JALの経営を悪化させたのは経営企画畑の人たちだったがトヨタ自動車にも似たような人たちがいた。創業家のスターに良い数字を報告したい中間管理職のような人たちが大勢いたことがわかっている。元々不正の芽のようなものはかなり昔からあったようだがリーマンショック後の回復期にさらに無理を重ねる。結果的にダイハツでも豊田自動織機でも「経営者に何を相談しても無駄だ」という諦めの空気が生まれた。「スター」のもとで現場を道具としてしか見ない中間管理職的な人たちが増殖していったのだろう。

稲盛氏は「現場と経営層の一体感が重要だ」と指摘し実際の経営は現場上がりの人たちに移譲した。しかし豊田氏は「自分が先頭に立って意識を変えてみせる」と宣言している。個人経営の企業や企業の中の一つのチームであればこのようなやり方でも意識改革はできるのかもしれない。だが「経営の神様」ができなかったことを本当に豊田氏にできるのか。

このように考えると同じフレームワークは自民党にもそっくりそのまま当てはまることがわかる。岸田氏は何かにつけて「自分が先頭に立って」とリーダーシップを強調する。しかし実態はどうか。麻生太郎氏、古賀誠氏、森喜朗氏のように「老害化した」とも言われる長老に振り回され、自身は茂木敏充氏、林芳正氏らのライバルとの政治闘争から抜け出せていない。さらに週刊ポストが掘り出したよう地元事務所の経営状態すら把握できていないようだ。自民党全体の経営改善などができるはずもない。だが支持者たちは世襲政治家に何か神秘的な資質を感じ取り、岸田文雄氏もそれに応えるべく自分はスターでなければならないと感じている。

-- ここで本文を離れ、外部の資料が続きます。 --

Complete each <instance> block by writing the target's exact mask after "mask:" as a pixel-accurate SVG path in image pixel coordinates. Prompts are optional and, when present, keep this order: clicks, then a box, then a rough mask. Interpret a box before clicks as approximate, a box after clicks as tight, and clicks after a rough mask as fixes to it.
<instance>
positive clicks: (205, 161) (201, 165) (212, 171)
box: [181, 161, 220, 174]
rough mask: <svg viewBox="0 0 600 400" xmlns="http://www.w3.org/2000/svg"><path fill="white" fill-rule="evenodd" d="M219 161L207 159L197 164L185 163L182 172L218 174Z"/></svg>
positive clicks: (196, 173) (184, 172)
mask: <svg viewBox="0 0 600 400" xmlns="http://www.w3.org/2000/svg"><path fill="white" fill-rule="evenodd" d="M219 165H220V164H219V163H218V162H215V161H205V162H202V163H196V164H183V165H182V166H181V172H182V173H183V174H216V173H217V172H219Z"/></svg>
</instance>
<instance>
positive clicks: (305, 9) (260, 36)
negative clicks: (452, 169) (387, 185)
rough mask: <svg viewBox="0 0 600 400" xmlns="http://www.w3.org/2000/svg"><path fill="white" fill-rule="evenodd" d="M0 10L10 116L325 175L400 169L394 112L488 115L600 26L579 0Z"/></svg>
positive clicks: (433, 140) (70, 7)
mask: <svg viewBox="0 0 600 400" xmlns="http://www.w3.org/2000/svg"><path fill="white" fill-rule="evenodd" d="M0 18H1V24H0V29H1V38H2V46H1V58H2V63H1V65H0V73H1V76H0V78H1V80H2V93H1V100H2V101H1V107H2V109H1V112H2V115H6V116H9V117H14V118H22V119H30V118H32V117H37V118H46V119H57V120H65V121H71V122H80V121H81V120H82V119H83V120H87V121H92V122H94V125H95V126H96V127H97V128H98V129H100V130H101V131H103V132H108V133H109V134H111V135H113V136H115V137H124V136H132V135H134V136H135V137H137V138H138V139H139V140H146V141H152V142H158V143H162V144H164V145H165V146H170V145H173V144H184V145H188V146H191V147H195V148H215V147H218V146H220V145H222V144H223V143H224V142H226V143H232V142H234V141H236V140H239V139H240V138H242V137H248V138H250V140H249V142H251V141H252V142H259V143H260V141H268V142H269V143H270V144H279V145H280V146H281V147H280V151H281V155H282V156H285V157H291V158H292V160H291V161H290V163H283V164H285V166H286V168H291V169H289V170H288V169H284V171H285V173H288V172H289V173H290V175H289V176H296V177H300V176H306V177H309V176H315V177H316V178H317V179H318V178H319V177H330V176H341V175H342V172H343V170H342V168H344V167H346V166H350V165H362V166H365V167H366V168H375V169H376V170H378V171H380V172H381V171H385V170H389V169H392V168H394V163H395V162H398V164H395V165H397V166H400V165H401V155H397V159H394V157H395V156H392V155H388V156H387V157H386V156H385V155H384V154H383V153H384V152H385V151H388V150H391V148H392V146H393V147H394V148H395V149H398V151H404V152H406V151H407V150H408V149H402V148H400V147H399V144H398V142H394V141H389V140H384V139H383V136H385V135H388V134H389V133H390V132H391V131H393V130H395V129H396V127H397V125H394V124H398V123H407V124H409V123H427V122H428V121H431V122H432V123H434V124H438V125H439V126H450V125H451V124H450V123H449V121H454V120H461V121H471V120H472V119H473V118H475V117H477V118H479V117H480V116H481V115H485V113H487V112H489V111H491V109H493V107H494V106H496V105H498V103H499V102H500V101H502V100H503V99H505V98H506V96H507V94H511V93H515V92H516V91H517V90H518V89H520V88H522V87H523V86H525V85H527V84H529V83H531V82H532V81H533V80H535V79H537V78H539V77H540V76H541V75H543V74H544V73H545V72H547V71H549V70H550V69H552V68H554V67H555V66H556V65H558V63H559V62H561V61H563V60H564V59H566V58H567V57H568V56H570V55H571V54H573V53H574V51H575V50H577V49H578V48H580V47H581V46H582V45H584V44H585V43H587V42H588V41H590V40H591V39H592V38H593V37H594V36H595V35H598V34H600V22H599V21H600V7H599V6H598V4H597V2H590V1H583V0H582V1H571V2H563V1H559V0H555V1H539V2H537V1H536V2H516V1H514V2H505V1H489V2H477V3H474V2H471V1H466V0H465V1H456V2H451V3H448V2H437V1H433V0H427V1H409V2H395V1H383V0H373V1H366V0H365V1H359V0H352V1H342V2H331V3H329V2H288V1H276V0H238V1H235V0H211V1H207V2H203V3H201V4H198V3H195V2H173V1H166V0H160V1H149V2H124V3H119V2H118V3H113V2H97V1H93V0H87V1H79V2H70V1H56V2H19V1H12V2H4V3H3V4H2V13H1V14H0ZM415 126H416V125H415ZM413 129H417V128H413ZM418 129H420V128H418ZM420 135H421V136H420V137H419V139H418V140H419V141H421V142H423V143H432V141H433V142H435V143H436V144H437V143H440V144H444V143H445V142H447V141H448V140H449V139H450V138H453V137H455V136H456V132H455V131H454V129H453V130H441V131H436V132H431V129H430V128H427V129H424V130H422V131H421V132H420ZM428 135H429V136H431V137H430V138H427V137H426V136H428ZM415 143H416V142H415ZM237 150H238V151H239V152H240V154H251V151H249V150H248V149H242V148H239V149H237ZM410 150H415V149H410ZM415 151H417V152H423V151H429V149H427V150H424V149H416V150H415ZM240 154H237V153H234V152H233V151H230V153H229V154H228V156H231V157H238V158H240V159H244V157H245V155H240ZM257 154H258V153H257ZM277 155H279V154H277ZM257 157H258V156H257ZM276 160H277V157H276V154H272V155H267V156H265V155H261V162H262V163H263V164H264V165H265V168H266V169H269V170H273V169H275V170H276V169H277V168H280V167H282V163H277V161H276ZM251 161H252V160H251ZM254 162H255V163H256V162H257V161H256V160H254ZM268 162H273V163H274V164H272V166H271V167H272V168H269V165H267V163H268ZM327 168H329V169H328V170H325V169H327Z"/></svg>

清和会の解体騒ぎでも見たように、安倍派の派閥トップは自分達では責任を取らず、所属議員たちからも「説明責任」を問う声がでている。おそらく安倍派の中には才能のある政治家もいるだろうがしばらくは「裏金の元安倍派」と呼ばれることになりそうだ。現在の派閥政治においては派閥のメンバーたちはほぼ例外なく世襲のスターたちを押し上げるためのその他大勢の脇役だ。

スターになりたがるトップとその周りで群れを作り責任感をなくしてゆく人たちという構図は失敗した組織にはよく見られるが自民党の現在の状況もまたその例外ではない。

日本航空にしろトヨタ自動車にしろ民間企業なので倒産があり得る。一方で一強体制の今の政治状況では自民党に代わる代替政党はなく政府には代替機関が存在し得ない。自民党も他の組織と同じように本気で変わりたいのなら「現場に参加意思を持たせる」ことが重要だが、そのためには現場に決裁権があるポジションを明け渡すくらいの思い切った変革が必要なのかもしれない。ただ有権者や党員がいくらそう願ったとしてもその声を経営トップに届ける手段はなく我々は政治組織の失敗を黙って見ているしかない。

日本航空も結局は経営破綻して後がない状態に追い込まれるまで思い切った組織変革ができなかった。トヨタ自動車の数字上の業績の好調さは返って変革を阻害するかもしれない。また自民党も支持率は低いがライバルになる野党もないため解党的な改革に踏み出せない。むしろ「表面上の成功」そのものが終わりの始まりなのかもしれないとさえ感じる。